Binomial sum with two parameters Let $m$ and $n$ be two integers. Evaluate 
$$S_{m,n}=\sum_{j=0}^{m} (-1)^j \binom{m}{j}\binom{mn-jn}{m+1}$$
At first, for $n=2$ I got $S_{m,2}=2^{m-1}m$, for $n=3$ I obtained $S_{m,3}=3^m m$, then I tried in vain to prove by induction that
$$S_{m,n}=\frac{n^k k(n-1)}{2}$$ 
 A: Suppose we  seek to evaluate
$$S(m,n) = \sum_{j=0}^m (-1)^j {m\choose j}
{mn-jn\choose m+1}.$$
Introduce
$${mn-jn\choose m+1} =
\frac{1}{2\pi i}
\int_{|z|=\epsilon}
\frac{1}{z^{m+2}} (1+z)^{mn-jn} \; dz.$$
This yields for the sum
$$\frac{1}{2\pi i}
\int_{|z|=\epsilon}
\frac{1}{z^{m+2}} (1+z)^{mn}
\sum_{j=0}^m 
(-1)^j {m\choose j} \frac{1}{(1+z)^{jn}}
\; dz
\\ = \frac{1}{2\pi i}
\int_{|z|=\epsilon}
\frac{1}{z^{m+2}} (1+z)^{mn}
\left(1-\frac{1}{(1+z)^n}\right)^m \; dz
\\ = \frac{1}{2\pi i}
\int_{|z|=\epsilon}
\frac{1}{z^{m+2}} ((1+z)^n-1)^m \; dz.$$
This is
$$[z^{m+1}] ((1+z)^n-1)^m
= [z^{m+1}] \left(nz+{n\choose 2}z^2+\cdots\right)^m.$$
This evaluates by inspection to
$${m\choose 1} n^{m-1} {n\choose 2}
= \frac{1}{2} n^m (n-1) m$$
because from the  $m$ terms being multiplied we must  choose one to be
$z^2$ to  ge a total of  $m+1$ and there  are $m-1$ terms in  $z$ with
coefficient $n.$
Observe that this formula produces zero when $n=1$ which is correct as well (second binomial coefficient is zero).
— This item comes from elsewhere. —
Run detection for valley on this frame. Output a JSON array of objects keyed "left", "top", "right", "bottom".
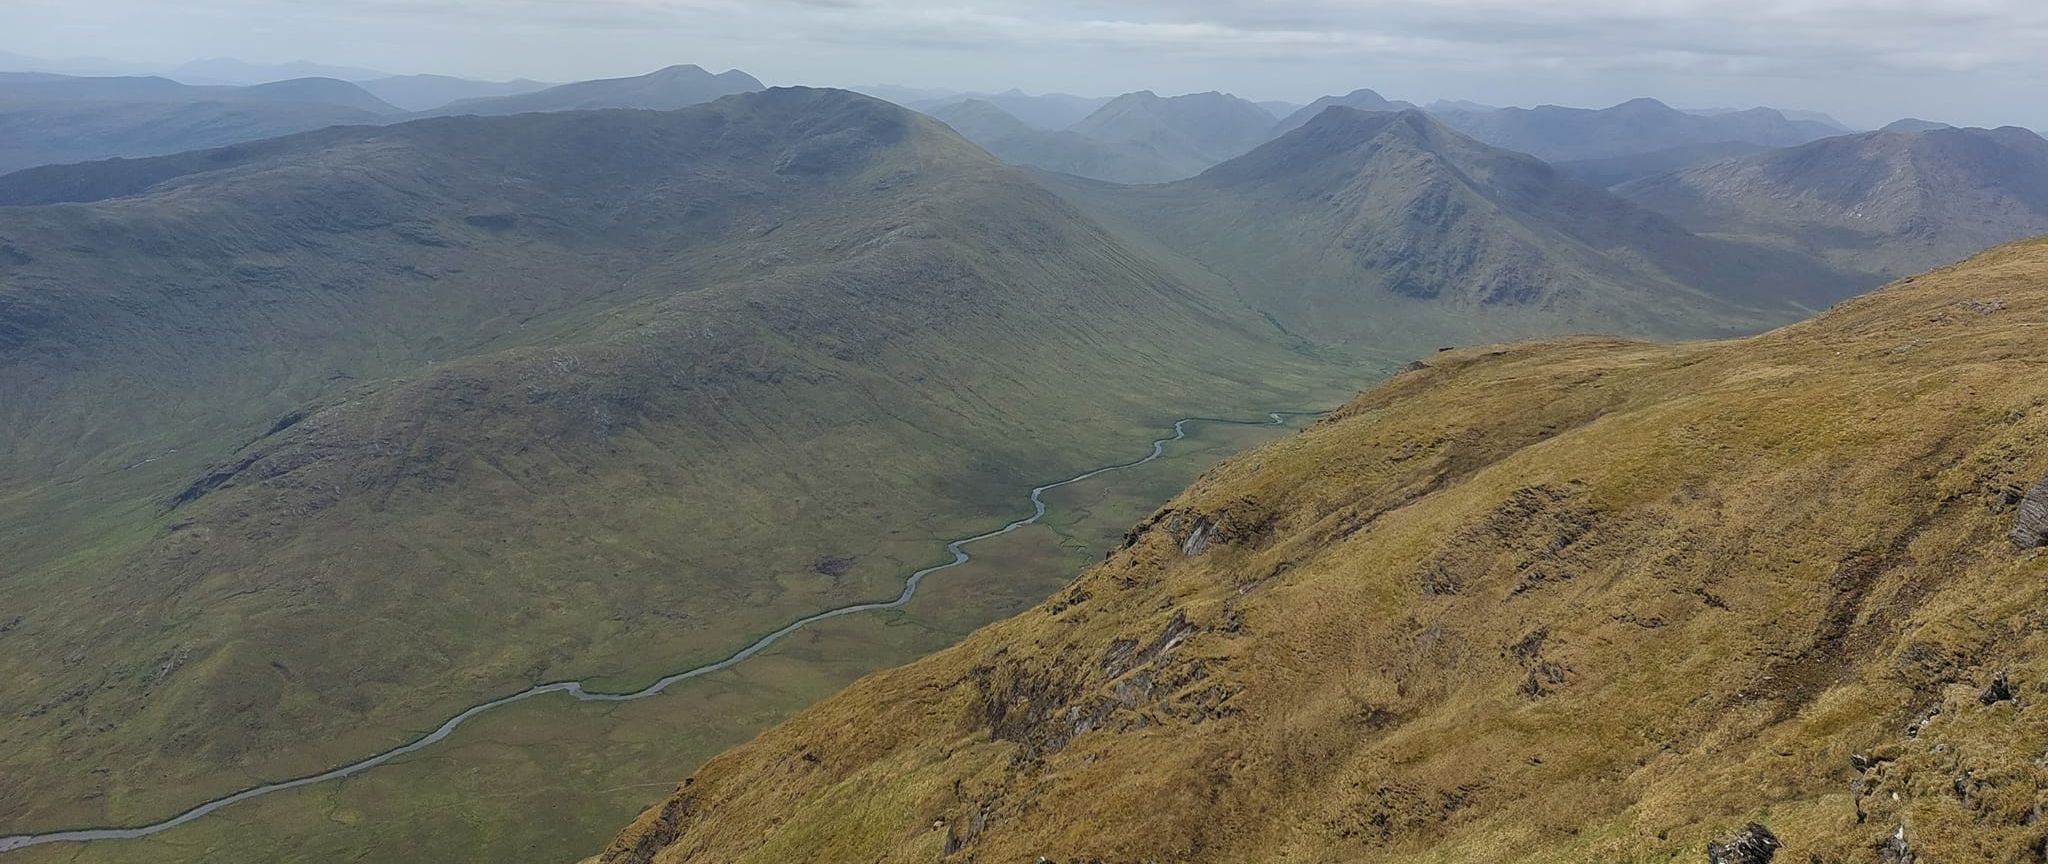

A: The left-hand side counts, using inclusion/exclusion, the number of ways to drop $m+1$ ping-pong balls into a rectangular array of beer glasses with $m$ rows and $n$ columns, so that each row gets at least one ping-pong ball.
The right-hand side is a direct count, which is easy since all rows but one contain one ball, and the remaining row contains two balls.